When you think of ferrochrome, you traditionally think of South Africa. Indeed, power supply problems in South Africa have been a major source of volatility for FeCr prices over the last few years, as the state power utility Eskom has struggled to provide enough electricity for industrial and residential users.
Ten years ago, over half the world’s FeCr came from South Africa, but since then Kazakhstan, India and China have all risen in prominence, with China moving into top spot last year, as this graph from HSBC shows.
South Africa continues to face power problems; currently Eskom is engaged in a power buy-back agreement with FeCr producers resulting in the probable loss of about 100,000 tons of production, according to an HSBC metals & mining survey, as Xstrata–Merafe closes at least five of its 20 furnaces.
Even if this cutback is reversed in the second half of 2013, South Africa’s expensive winter tariffs will then kick in, further impacting utilizations rates.
Meanwhile, China is importing record amounts of chrome ore, the precursor to ferrochrome, for its own rapidly expanding FeCr smelting industry. As a result, China is now a larger producer of FeCr than South Africa and expansion plans will ensure the country contributes a significant proportion of an expected 6.4% global rise in FeCr production.
While the bank expects South African FeCr production capacity to increase a mere 2.8% this year, China’s is expected to increase 13.7%. Following supply problems in recent years, several new investments will be adding capacity for some time to come; in 2014 the bank expects global supply to increase a further 9.5% owing to additional production from major projects such as Xstrata’s Lion (said to be 137,000 tons), ENRC’s Aktobe (at 117,000 tons) and one from Outokumpu (with 131,000 tons).
Some 85% of FeCr production is consumed by the stainless steel industry, so the extent to which the market can absorb this new production depends largely on the health of the stainless industry.
Ferrochrome Price Forecast Depends on Stocks, Stainless Demand – by Stuart Burns (Metal Miner – March 12, 2013)
First-quarter demand is expected to be relatively strong on the back of re-stocking in China and Europe, but it is not before 2014 that global growth is expected to pick up strongly, particularly in emerging markets with stainless consumption of FeCr driving demand growth.
The bank is bullish about both stainless and FeCr demand, saying they expect global stainless steel production to increase by 3.7% this year, followed by a 5.2% increase in 2014. They project this as translating into a ferrochrome demand growth of +3.7% in 2013 and +8.6% in 2014.
In the longer run, HSBC expects stainless production – and therefore FeCr demand – to surge through the next five years. From a 5.3% per year rise between 2006 and 2011, they anticipate FeCr demand will rise by 4.9% per year to 2016, as this graph illustrates:
With so much new supply, we would expect the market to be in surplus (at least for a while, before demand catches up) and as a result, prices to weaken.
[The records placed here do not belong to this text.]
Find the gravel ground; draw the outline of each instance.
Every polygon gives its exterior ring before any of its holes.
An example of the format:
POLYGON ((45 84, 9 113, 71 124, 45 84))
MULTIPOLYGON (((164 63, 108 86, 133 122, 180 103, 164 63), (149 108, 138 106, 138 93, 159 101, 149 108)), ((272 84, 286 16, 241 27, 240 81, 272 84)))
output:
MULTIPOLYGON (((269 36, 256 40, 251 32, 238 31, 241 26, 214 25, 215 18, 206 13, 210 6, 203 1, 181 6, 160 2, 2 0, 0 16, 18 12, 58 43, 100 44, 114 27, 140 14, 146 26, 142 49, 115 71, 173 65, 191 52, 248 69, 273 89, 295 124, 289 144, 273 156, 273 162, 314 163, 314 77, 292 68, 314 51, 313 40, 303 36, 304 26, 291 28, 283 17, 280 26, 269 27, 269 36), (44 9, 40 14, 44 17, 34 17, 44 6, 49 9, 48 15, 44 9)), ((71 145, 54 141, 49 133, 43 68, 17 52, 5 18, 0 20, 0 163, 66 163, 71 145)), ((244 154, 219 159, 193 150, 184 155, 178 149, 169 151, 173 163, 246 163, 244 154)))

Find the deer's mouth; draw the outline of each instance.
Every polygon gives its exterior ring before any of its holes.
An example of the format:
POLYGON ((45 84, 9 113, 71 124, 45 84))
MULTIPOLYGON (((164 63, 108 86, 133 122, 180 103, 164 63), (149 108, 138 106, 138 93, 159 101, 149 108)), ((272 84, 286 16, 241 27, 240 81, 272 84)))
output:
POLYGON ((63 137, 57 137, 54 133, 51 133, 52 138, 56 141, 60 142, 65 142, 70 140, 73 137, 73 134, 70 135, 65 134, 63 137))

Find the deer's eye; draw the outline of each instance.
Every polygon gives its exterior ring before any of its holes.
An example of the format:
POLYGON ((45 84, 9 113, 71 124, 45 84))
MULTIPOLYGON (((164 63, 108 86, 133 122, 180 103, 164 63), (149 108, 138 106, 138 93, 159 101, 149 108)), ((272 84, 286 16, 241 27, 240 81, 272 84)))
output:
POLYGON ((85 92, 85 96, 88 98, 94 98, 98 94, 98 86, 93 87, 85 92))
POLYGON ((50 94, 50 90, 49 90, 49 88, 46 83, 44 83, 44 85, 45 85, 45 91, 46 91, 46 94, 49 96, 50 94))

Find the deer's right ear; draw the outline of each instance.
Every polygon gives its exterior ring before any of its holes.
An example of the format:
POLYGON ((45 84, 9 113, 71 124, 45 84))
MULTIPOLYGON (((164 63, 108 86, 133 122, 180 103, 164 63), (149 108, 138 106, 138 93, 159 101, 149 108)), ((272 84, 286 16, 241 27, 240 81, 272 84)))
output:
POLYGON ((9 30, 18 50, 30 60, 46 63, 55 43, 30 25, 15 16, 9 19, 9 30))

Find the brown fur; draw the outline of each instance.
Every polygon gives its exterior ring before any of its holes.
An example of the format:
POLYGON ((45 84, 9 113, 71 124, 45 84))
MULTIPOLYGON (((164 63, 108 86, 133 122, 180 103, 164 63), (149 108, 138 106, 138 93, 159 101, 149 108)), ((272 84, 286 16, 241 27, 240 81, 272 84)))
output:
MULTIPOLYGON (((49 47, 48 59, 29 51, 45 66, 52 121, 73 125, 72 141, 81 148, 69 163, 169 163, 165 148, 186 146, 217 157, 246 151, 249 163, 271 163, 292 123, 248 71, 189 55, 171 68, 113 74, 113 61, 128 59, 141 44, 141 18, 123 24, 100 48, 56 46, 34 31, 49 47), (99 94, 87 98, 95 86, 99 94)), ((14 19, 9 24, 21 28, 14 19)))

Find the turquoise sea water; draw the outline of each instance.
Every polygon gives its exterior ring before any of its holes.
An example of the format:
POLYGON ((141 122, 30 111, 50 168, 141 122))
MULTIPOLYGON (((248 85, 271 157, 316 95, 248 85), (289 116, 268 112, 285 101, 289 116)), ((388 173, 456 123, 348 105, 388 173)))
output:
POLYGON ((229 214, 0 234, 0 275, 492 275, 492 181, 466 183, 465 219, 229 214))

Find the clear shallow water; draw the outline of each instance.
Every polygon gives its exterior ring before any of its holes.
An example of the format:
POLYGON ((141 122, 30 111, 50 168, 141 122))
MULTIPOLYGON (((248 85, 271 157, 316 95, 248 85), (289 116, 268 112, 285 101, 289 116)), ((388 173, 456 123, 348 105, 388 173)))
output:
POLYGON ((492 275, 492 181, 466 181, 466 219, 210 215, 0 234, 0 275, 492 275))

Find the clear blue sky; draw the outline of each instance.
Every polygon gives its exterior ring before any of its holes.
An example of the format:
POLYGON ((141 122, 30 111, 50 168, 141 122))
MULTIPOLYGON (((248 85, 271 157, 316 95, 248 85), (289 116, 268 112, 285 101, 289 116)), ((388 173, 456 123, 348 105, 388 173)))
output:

Not surprisingly, HSBC agrees, suggesting prices of US$ 1.25/lb for Q1 this year, already up from US$ 1.10/lb in Q4 of last year, will be supported later this year by supply disruptions in South Africa.
However, a marginal surplus of about 69,000 tons by year-end will help prices to weaken in 2014 as the new projects come on-stream. Contract prices could then weaken to around US$ 1.15/lb in 2014 and US$1.17/lb in 2015, but remain supported by a planned 16% power cost increase in South Africa and strong global stainless steel demand from rising GDP and re-stocking.
Not until 2016 does the bank see prices driven higher than current levels, predicting US$ 1.30/lb by that time.